I know that I have not defined any instance of struct B. That will mean that I shall not be able to access variable c. Still compiler compiles this code with a warning. What's the whole point ? Why does not the compiler give a compilation error instead ?

ADDED Info:
The size of the struct A is equal to the size of int on my machine!!

Answer 1

Generally, a warning means the code likely does not do what you intended but is legal in the language. The compiler is saying, “This is likely not what you really wanted to do, but I must allow you to do it because the language says it is allowed.” The compiler cannot give you an error for this code because the C standard permits it, so it must be allowed (unless you specifically ask for errors for such things, as by using GCC’s -Werror option to turn warnings into errors).

The C standard does not attempt to define everything that makes sense in a program. For example, these things are legal in C:

3;
if (x) then foo(); else foo();
x = 4*0;

The first statement has no side effects, and its return value is not used. But it is legal in C, since a statement may be just an expression. The second statement just calls foo(), so the if is pointless. In the third statement, multiplying by four is pointless.

It would be extremely difficult to write a C standard that prohibited all things that did not make sense. And it is certainly not worth the effort. So this is part of your answer: When the committee writing the C standard builds the language, do they want to spend a lot of time rewriting the technical specification to exclude things that do not make sense? Sometimes yes, if it seems valuable to avoid something that could cause serious bugs. But much of the time, it is just not worth their time and would complicate the specification unnecessarily.
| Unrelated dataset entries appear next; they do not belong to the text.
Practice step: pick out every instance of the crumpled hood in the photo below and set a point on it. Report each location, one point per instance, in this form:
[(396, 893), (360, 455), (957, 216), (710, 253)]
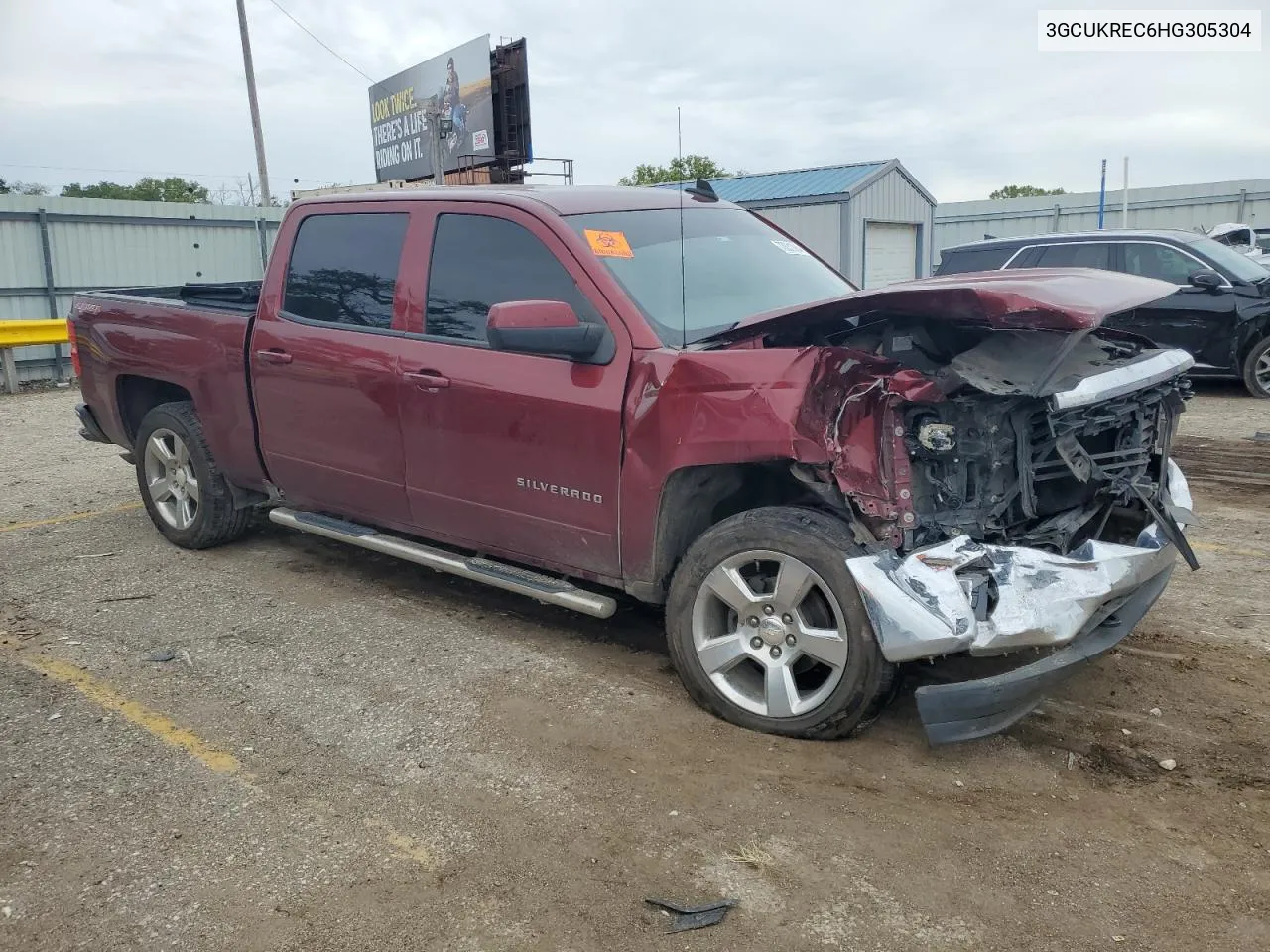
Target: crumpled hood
[(1024, 298)]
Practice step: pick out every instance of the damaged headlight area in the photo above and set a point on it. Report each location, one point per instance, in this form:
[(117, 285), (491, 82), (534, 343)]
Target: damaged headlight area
[(1015, 470), (987, 599)]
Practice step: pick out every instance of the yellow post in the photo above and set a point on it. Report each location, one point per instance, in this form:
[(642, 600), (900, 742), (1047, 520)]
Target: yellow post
[(26, 334)]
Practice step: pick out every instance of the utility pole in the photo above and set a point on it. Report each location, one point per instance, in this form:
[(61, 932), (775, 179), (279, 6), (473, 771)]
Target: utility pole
[(255, 107), (1124, 198), (436, 141), (1102, 191)]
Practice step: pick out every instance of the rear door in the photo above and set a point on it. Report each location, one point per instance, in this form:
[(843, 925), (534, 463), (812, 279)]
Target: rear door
[(324, 366), (504, 452), (1197, 320)]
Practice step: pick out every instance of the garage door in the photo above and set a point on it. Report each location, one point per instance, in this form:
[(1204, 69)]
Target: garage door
[(890, 253)]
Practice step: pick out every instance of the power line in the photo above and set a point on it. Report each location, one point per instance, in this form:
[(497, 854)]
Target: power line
[(318, 41), (149, 172)]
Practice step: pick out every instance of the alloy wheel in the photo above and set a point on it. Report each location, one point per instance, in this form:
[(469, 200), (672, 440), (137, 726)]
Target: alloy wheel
[(770, 634), (171, 479)]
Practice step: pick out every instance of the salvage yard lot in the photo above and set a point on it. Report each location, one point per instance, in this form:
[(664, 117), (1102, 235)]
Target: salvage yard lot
[(348, 753)]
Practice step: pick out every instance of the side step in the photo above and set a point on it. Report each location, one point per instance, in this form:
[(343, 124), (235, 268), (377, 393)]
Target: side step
[(495, 574)]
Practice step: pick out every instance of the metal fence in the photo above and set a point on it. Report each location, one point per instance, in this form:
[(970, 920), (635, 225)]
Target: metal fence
[(1187, 207), (51, 248)]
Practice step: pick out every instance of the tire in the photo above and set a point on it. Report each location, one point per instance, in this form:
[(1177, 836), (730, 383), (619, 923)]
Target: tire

However, compilers can recognize some of these things and warn you. This helps catch many typographical errors or other mistakes.

On the other hand, sometimes these constructions arise from unusual circumstances. For example, a program may have preprocessor statements that define struct A in different ways when building for different targets or different features. In some of those targets, it may be that the struct B member is not needed in struct A, so it is not declared, but the declaration of struct B (the type, not the object) remains present just because it was easier to write the preprocessor statements that way.

So the compiler needs to permit these things, to avoid interfering with programmers writing a wide variety of programs.

Answer 2

Because you can do this:

struct A
{   int a;
    struct B
    {    int c;
    };
};

int main()
{
    struct A a = {1};
    struct B b = {2};

    return a.a + b.c;
}

Note:

• you need a semicolon after declaring B, which your code is missing
• this isn't particularly useful, but I suppose it might serve some documentary purpose (ie,to suggest a relationship or grouping between types)
• in C++, the second variable would have type A::B, but C doesn't have the same scoping rules (all structs just belong to the global struct namespace, in effect)

---

As to the motivation for allowing it ...

struct Outer {
    struct {
        int b;
    } anon;
    /* this ^ anonymous struct can only be declared inside Outer,
       because there's no type name to declare anon with */

    struct Inner {
        int c;
    } named;
    /* this ^ struct could be declared outside, but why force it to be
       different than the anonymous one? */

    struct Related {
        double d;
    };
    /* oh no we have no member declared immediately ... should we force this
       declaration to be outside Outer now? */

    struct Inner * (*function_pointer)(struct Related *);
    /* no member but we are using it, now can it come back inside? */

    struct Related excuse;
    /* how about now? */
};

Once you've allowed nested type declarations like this, I doubt there's any particular motivation to require there be a member of that type right away.

Answer 3

It's legal (but extremely bad style) to do:

struct A {   
    int a;
    struct B {    
        int c;
    };
};
struct B B_instance;
struct A A_instance;

And the compiler doesn't know about the later variables that use the struct types, so it really should not error out.

Answer 4

You are, in fact, declaring struct B here, but you are not declaring a variable of that type.

This is a warning, but one you should fix. Perhaps you meant:

struct A
{   int a;
    struct B
    {
        int c;
    } c;
};